What did MAD magazine teach me about life? That the adult world sometimes doesn’t make sense and is not always logical or easily understandable. Sometimes what we are told by so-called “reputable sources” or “experts” is just plain wrong and false.
I learned to not believe everything you hear and read and to not follow the crowd but do ask questions. Always do your own research, seek out and understand both sides of any important issue and to form your own opinion.
It helps to have a good sense of humor and there are many things in life that are funny, such as MAD Magazine. And humor takes many forms. Sarcasm, satire, parody and irony are just some of the ways the magazine employed to make us laugh and think. There is a time to be serious, but also a time that we can enjoy the humor in life.
Curiously so, MAD’s fictional front man Alfred E. Neuman has a remarkable resemblance to Pete Buttigig, the mayor of my hometown South Bend, Indiana, but with better teeth and more symmetrical facial features. Just the thought of that makes me smile.

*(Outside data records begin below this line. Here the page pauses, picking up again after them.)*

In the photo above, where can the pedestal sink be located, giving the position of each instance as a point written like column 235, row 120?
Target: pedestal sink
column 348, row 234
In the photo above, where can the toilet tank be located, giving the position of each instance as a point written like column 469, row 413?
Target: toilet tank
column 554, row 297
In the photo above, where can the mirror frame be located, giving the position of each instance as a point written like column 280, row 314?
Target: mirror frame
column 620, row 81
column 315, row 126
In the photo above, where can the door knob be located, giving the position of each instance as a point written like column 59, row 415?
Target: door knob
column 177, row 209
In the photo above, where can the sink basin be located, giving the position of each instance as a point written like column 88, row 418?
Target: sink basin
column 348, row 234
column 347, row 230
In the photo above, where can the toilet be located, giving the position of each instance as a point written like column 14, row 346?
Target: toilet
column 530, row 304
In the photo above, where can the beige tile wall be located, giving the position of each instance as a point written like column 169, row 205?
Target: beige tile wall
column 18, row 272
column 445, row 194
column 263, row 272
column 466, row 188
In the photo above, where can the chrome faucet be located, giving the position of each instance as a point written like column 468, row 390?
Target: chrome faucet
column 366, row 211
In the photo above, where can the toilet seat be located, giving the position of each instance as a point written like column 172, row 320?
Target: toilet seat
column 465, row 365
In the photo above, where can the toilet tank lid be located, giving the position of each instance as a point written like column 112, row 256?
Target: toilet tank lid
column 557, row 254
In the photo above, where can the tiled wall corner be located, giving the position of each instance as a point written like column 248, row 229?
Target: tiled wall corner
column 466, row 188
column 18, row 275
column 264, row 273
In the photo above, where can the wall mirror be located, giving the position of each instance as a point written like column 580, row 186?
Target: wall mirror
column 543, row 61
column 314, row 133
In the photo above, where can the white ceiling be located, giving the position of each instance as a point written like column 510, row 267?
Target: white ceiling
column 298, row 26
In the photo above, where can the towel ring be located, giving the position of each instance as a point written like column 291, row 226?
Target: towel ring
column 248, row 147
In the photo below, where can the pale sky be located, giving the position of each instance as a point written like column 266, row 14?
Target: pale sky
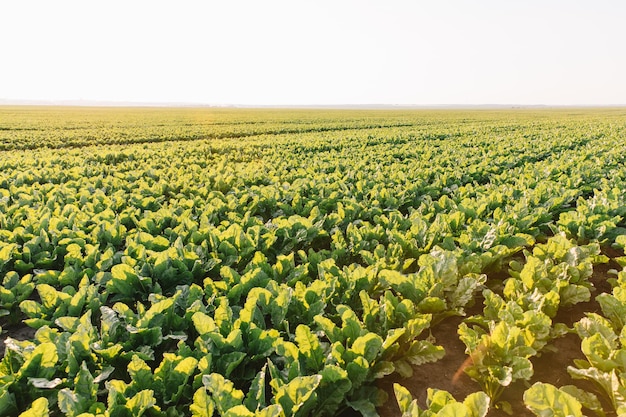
column 315, row 52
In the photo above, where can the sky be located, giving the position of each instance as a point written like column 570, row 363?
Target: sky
column 550, row 52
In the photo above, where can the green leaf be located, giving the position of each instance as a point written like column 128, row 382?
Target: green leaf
column 294, row 395
column 223, row 391
column 39, row 408
column 8, row 405
column 309, row 347
column 239, row 411
column 141, row 402
column 404, row 399
column 274, row 410
column 546, row 400
column 368, row 346
column 202, row 405
column 364, row 406
column 255, row 399
column 124, row 280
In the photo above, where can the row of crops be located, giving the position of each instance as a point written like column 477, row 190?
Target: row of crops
column 176, row 262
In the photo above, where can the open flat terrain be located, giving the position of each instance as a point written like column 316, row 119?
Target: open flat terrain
column 180, row 261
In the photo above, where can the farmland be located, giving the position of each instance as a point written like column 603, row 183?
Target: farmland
column 175, row 262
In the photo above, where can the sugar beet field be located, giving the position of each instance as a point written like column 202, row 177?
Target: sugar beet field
column 228, row 262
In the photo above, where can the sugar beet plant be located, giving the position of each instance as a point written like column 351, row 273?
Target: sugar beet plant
column 272, row 263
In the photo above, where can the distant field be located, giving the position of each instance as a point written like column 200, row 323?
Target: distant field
column 176, row 262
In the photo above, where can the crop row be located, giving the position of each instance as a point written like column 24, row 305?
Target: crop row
column 284, row 273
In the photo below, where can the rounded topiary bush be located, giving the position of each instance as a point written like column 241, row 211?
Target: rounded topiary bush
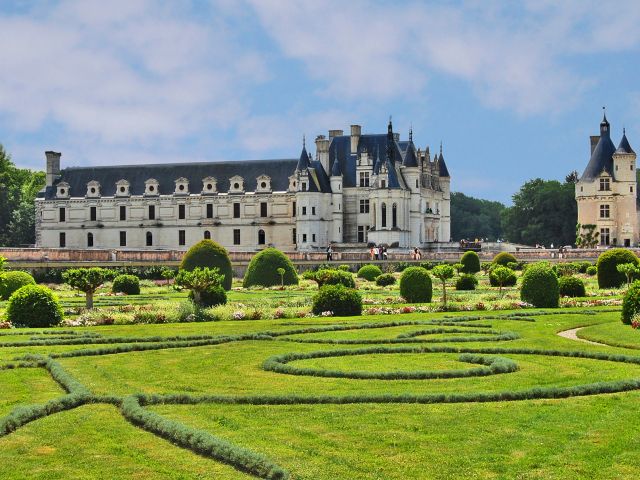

Neuman’s motto was “What, me worry?”
Worry not is a great philosophy of life and discovering it early on was foundational in my knowledge and understanding of the concept of mindfulness - to be in and appreciative of the present moment and circumstances.
I’ve learned to not worry about things in life that are unimportant in the overall scheme of things (and there are many of these). I’ve learned to be concerned about, but not worry about the things that are important and deserve my attention, and most importantly, to try to discern the difference.
It is good to have a childlike sense of wonder and awe about the world around us. We all need a spirit of curiosity about all of it and to seek, where possible, to understand it. And in understanding, it’s good to have peace, joy and satisfaction about it all.
So, for 67 consecutive years MAD Magazine has been teaching us to laugh at and find the humor in life and in ourselves; and for that I am glad, not mad.